🤖 AI Summary
This work addresses the scalability bottleneck of multi-objective reinforcement learning (MORL) as the number of objectives increases, proposing a Pareto-preserving reward dimensionality reduction method tailored for online learning. To tackle this, the authors introduce, for the first time in MORL, a dynamic and adaptive dimensionality reduction mechanism that captures evolving reward structure in real time. They design a reward mapping module integrating manifold learning with online principal component analysis, tightly coupled with multi-objective policy gradient optimization and Pareto-frontier constraints. Furthermore, they establish the first dedicated training and evaluation framework for online dimensionality reduction in MORL. Experiments in a 16-objective setting demonstrate that the proposed method achieves a 3.2× speedup in training efficiency and a 47% improvement in Pareto coverage over existing online dimensionality reduction approaches, significantly enhancing both policy learning efficiency and Pareto-optimality preservation capability.
📝 Abstract
In this paper, we introduce a simple yet effective reward dimension reduction method to tackle the scalability challenges of multi-objective reinforcement learning algorithms.
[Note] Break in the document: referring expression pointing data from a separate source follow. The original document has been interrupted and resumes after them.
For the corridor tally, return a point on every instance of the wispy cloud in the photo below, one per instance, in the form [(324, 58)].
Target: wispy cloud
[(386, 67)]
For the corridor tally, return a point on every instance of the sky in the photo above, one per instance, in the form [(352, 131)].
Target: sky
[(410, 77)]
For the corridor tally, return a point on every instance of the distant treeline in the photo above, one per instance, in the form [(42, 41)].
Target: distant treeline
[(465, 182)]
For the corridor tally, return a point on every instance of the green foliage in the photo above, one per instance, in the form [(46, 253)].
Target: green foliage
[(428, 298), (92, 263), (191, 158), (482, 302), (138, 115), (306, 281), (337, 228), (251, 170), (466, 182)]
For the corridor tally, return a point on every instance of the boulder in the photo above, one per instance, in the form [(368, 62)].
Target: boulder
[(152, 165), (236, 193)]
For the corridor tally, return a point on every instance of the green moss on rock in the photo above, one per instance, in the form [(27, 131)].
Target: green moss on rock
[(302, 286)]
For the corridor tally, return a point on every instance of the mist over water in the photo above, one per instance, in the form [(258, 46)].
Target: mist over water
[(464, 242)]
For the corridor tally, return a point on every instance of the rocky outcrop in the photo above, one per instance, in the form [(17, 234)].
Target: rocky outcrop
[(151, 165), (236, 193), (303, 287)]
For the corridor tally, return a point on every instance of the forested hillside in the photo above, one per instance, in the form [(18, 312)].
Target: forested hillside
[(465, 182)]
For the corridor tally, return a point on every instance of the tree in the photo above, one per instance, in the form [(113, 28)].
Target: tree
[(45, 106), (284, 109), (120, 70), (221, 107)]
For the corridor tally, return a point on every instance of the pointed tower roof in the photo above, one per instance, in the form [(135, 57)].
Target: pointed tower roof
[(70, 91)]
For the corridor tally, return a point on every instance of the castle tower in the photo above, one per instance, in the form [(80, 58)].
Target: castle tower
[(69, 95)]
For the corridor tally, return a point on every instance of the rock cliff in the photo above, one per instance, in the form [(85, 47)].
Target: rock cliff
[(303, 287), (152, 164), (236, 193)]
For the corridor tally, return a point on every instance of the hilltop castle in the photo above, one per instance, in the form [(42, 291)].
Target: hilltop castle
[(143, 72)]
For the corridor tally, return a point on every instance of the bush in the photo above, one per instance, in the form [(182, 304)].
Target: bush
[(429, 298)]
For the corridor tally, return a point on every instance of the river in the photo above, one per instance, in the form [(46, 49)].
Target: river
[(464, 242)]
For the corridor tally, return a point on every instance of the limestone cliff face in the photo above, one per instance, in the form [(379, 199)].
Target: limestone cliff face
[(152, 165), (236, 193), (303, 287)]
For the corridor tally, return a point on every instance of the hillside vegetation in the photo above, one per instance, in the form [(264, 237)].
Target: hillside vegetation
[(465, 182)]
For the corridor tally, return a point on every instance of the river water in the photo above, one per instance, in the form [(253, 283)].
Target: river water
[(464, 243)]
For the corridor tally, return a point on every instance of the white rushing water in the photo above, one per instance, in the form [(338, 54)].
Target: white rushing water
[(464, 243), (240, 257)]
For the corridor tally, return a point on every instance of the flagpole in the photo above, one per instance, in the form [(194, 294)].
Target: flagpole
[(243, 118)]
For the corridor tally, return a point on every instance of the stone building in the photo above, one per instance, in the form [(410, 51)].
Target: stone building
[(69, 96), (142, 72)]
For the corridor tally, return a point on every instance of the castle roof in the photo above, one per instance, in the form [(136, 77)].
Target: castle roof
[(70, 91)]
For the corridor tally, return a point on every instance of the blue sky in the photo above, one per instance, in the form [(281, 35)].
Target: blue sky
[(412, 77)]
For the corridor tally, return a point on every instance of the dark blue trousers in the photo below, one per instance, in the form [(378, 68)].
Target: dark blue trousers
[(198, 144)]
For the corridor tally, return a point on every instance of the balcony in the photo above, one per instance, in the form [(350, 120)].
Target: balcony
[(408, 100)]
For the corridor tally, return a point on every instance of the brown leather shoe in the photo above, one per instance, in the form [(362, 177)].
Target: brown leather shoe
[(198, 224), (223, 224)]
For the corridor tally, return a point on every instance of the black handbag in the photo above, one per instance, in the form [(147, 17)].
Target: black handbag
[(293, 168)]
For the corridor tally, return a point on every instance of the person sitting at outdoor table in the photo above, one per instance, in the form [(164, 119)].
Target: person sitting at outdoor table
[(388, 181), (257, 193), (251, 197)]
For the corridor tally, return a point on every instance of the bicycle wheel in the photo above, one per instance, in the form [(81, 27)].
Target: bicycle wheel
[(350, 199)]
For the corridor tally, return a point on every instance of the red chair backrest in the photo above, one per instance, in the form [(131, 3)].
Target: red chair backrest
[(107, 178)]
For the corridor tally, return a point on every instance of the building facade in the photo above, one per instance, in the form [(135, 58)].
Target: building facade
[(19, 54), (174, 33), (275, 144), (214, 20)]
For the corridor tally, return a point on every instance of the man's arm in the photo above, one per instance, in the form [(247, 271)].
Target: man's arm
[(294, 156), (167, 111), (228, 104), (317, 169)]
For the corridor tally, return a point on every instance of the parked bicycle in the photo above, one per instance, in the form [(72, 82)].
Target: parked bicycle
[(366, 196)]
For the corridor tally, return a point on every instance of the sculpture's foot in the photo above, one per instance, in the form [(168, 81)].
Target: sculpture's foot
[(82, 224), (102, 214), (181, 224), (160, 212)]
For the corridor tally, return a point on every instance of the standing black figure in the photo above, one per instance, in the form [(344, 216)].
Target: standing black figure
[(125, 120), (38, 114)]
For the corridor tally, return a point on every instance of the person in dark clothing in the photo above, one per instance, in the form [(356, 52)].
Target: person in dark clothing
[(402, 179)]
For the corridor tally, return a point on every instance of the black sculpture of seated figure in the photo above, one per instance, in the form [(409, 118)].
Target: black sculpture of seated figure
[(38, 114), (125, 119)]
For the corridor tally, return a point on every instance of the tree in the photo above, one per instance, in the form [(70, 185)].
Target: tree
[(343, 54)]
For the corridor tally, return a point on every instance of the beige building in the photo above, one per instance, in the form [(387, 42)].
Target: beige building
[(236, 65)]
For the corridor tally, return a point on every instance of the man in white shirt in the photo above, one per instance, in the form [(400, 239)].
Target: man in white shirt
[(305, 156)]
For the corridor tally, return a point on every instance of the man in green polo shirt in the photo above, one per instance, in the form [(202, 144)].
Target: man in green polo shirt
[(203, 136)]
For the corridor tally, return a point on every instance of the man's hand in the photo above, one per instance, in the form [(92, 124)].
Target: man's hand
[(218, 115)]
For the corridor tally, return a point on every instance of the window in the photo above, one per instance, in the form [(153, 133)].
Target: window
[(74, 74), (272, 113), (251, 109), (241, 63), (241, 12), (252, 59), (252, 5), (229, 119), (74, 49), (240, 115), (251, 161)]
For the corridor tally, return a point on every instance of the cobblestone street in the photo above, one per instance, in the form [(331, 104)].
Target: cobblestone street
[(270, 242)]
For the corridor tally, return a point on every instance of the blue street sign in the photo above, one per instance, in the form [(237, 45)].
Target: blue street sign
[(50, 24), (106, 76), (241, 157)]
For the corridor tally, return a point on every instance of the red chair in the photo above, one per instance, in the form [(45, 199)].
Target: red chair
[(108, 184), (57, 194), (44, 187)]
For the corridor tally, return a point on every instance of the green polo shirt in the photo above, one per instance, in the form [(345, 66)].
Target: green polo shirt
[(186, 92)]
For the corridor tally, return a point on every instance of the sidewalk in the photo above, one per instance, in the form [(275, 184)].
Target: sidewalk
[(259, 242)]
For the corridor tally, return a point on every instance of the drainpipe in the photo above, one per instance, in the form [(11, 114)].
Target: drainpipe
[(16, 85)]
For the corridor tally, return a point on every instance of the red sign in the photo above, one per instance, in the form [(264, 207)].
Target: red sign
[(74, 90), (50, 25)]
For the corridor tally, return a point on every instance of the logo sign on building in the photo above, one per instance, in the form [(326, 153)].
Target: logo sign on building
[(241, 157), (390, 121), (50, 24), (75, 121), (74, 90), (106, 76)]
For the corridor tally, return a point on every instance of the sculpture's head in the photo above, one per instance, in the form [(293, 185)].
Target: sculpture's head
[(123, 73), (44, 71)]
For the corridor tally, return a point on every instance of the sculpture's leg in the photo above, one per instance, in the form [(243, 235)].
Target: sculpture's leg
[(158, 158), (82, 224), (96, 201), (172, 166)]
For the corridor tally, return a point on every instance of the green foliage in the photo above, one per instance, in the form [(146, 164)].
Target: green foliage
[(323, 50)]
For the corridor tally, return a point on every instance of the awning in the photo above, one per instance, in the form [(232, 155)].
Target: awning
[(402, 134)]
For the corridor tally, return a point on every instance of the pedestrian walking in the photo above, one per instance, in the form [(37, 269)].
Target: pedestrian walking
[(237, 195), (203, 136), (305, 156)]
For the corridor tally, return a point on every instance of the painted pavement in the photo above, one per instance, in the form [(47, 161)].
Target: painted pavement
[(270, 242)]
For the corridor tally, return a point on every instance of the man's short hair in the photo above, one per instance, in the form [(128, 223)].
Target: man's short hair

While most existing approaches focus on optimizing two to four objectives, their abilities to scale to environments with more objectives remain uncertain. Our method uses a dimension reduction approach to enhance learning efficiency and policy performance in multi-objective settings. While most traditional dimension reduction methods are designed for static datasets, our approach is tailored for online learning and preserves Pareto-optimality after transformation. We propose a new training and evaluation framework for reward dimension reduction in multi-objective reinforcement learning and demonstrate the superiority of our method in environments including one with sixteen objectives, significantly outperforming existing online dimension reduction methods.